I have a couple of different points to make in this post, so bear with me.

Yesterday, I had my usual monthly appointment with WINZ. I understand why these appointments are necessary (even though they have a medical certificate from my doctor telling them my condition has not changed, and will not any time soon). But they are stressful, and stress is the last thing I need.

Firstly, what shocked me was not sitting down to hear “You have to fill in these forms (*insert fifty pages here*) or your benefit will be stopped in four weeks.” No, this didn’t surprise me, because they are continually threatening to do this. And yes, it feels like a threat, because if my support is removed… I don’t know what I’d do. I get one letter a week with this exact tone.

benefitletters

Sample of WINZ letters

Most benefits are reassessed weekly, monthly, 3-monthly for illness, and 52-weekly (yearly).

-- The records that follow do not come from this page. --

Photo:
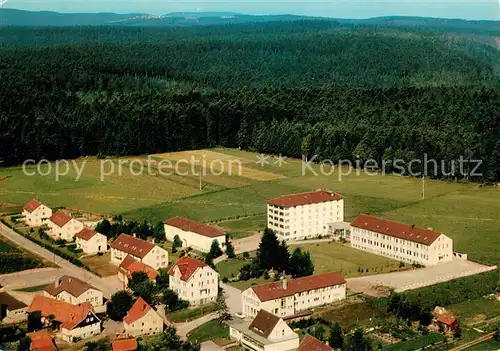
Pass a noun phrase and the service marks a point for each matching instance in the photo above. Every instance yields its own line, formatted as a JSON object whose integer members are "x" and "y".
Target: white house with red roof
{"x": 194, "y": 234}
{"x": 141, "y": 250}
{"x": 75, "y": 321}
{"x": 193, "y": 280}
{"x": 400, "y": 241}
{"x": 35, "y": 213}
{"x": 90, "y": 241}
{"x": 304, "y": 215}
{"x": 63, "y": 226}
{"x": 142, "y": 319}
{"x": 288, "y": 297}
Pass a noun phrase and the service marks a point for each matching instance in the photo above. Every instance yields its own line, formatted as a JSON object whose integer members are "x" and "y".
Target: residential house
{"x": 130, "y": 266}
{"x": 141, "y": 250}
{"x": 399, "y": 241}
{"x": 193, "y": 280}
{"x": 90, "y": 241}
{"x": 11, "y": 309}
{"x": 124, "y": 345}
{"x": 42, "y": 341}
{"x": 75, "y": 321}
{"x": 194, "y": 234}
{"x": 288, "y": 297}
{"x": 304, "y": 215}
{"x": 310, "y": 343}
{"x": 142, "y": 319}
{"x": 265, "y": 332}
{"x": 35, "y": 213}
{"x": 63, "y": 226}
{"x": 74, "y": 291}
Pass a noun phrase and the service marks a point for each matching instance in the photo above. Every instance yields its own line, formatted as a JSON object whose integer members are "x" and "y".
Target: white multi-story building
{"x": 63, "y": 226}
{"x": 142, "y": 319}
{"x": 305, "y": 215}
{"x": 400, "y": 241}
{"x": 90, "y": 241}
{"x": 194, "y": 281}
{"x": 141, "y": 250}
{"x": 288, "y": 297}
{"x": 194, "y": 234}
{"x": 35, "y": 213}
{"x": 74, "y": 291}
{"x": 266, "y": 332}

I’m due for the 52 week reassessment – which means jumping through the same hoops I did when I first applied, though my situation hasn’t changed.

Again, I know why this is necessary, and I respect the process – even though it causes stress, fatigue, and anxiety attacks for me.

Anyway, what really shocked me was: it’s been 52 weeks???? I’ve been out of hospital and living like this – living broke, living with a broken body – for a year? It may not seem like much compared to what some people live with but… man, that sucks.

It seems unreal to me. Where has the time gone? When I got my first 3-month medical certificate to apply for help, I remember thinking “Oh that’s a good length of time, because I’ll be back at work by then.”

I’ve made peace with having to be on a benefit, though I always thought it would be the worst thing in the world.

One of the reasons I thought this was because of the stigma about “beneficiaries.” I hate saying “I’m on a benefit.” Even “welfare” sounds better to me, more accurate, less laden with implied laziness or uselessness.

This for me thinking about the word “benefit.” Where did it come from? It’s synonymous with “welfare” and yet that doesn’t really seem correct. There’s a Welfare in NZ wiki which provides some history but doesn’t really answer the question. Google shows me this:

Benefitdefinition

Interesting. I’m struggling to be articulate about this, but my thinking is: words are powerful. Words create instant connections in our heads. So when people see people getting “a benefit” – they may not immediately thinking “assistance that person is entitled to,” they may think “advantage, profit, comfort, enjoyment.”

“Beneficiaries” are not being awarded with a profit. We’re not living in comfort or enjoyment. We’re actually working very very hard to receive the bare minimum of support needed to be alive.

I have two friends, both disabled, both currently actively fighting WINZ decisions to remove or not grant support. This makes no sense to me. It makes me angry. As a sick person, I know what it takes to fight. It’s very, very hard – sometimes it’s impossible, and so you just give up, and you miss out on things you might be entitled to, because you just don’t have the energy to try and navigate the system.

I am lucky because I have a fantastic case manager who really cares about people. She said to me yesterday; “I’m in a customer support role. I’m here to help you.” I’d never heard of beneficiaries being called customers before. Customers have rights. Being called a customer feels legitimate, it’s worthy, it allows me some self-respect. That means a lot.

Anyway, I’ve filled in all the forms, provided all the evidence of my condition and what it costs me. So now I just have to wait for “the system” to process it, and spit out a Yes or No response.

Its pretty nerve-wracking, actually.